Kaixhin / rlenvs

Reinforcement learning environments for Torch7
MIT License
93 stars 23 forks source link

Twrl-rebased #14

Closed SeanNaren closed 7 years ago

SeanNaren commented 7 years ago

Based on #8, merged v1 as well into branch. Let me know if there are any remaining issues!

Kaixhin commented 7 years ago

Sorry am trying to finish off a paper due mid-NIPS before I head off to NIPS, so will have to put this on hold for a week. Have started taking a look but definitely need to have a thorough look through the whole thing before merging to master.

SeanNaren commented 7 years ago

@Kaixhin sounds good, enjoy NIPS :)

Kaixhin commented 7 years ago

Remind what the conclusion on timeStepLimit and maxSteps was? Currently the env will run to the minimum of these, rather than maxSteps overriding timeStepLimit.

Also. in gym, what's reward_threshold? Looking at MountainCar, it seems like a scaled version of rlenvs' rewardSpace, but only limited one way.

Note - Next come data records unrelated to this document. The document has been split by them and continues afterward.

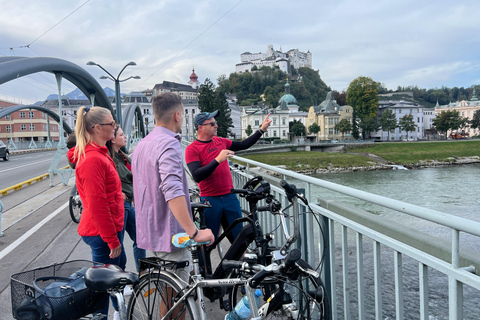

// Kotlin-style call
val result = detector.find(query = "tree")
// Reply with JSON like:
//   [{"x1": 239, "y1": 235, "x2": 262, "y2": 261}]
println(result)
[
  {"x1": 358, "y1": 117, "x2": 380, "y2": 139},
  {"x1": 398, "y1": 113, "x2": 417, "y2": 139},
  {"x1": 379, "y1": 109, "x2": 398, "y2": 141},
  {"x1": 245, "y1": 125, "x2": 253, "y2": 137},
  {"x1": 263, "y1": 86, "x2": 279, "y2": 108},
  {"x1": 198, "y1": 78, "x2": 233, "y2": 138},
  {"x1": 347, "y1": 76, "x2": 378, "y2": 138},
  {"x1": 308, "y1": 122, "x2": 320, "y2": 134},
  {"x1": 432, "y1": 110, "x2": 462, "y2": 138},
  {"x1": 289, "y1": 120, "x2": 305, "y2": 136},
  {"x1": 335, "y1": 119, "x2": 352, "y2": 139},
  {"x1": 470, "y1": 110, "x2": 480, "y2": 129}
]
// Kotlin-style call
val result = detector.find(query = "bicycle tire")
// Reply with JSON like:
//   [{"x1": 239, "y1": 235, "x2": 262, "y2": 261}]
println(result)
[
  {"x1": 127, "y1": 271, "x2": 199, "y2": 320},
  {"x1": 230, "y1": 260, "x2": 330, "y2": 320},
  {"x1": 68, "y1": 185, "x2": 83, "y2": 223}
]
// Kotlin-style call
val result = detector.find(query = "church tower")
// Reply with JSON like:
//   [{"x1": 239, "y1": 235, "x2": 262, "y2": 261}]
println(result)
[{"x1": 188, "y1": 68, "x2": 199, "y2": 89}]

SeanNaren commented 7 years ago

Currently the default maximum time step per episode is 1000. This can be changed by the environment via timeStepLimit in the Env.lua class, and by maxSteps set by the user in the options. However if maxSteps is greater than timeStepLimit (and not null) it is set to timeStepLimit

Does that make sense? Any changes you would make?

Kaixhin commented 7 years ago

Seems a little counterintuitive to have timeStepLimit overwrite maxSteps, but if that's what gym does then let's stick to that for consistency. If so then go ahead and merge this pull request!

I see that reward_threshold is used to determine if an environment is "solved", but that's not of concern to this library immediately.

SeanNaren commented 7 years ago

I think as kory said this was so that each episode is a maximum fixed size for their leaderboards! And sounds good, will just do one quick pass through and merge :)

SeanNaren commented 7 years ago

Thanks for your help @Kaixhin, was great stuff!

Kaixhin commented 7 years ago

Thanks a lot @SeanNaren! I'll check if anything needs to be backported to v1 myself, so good luck with twrl integration.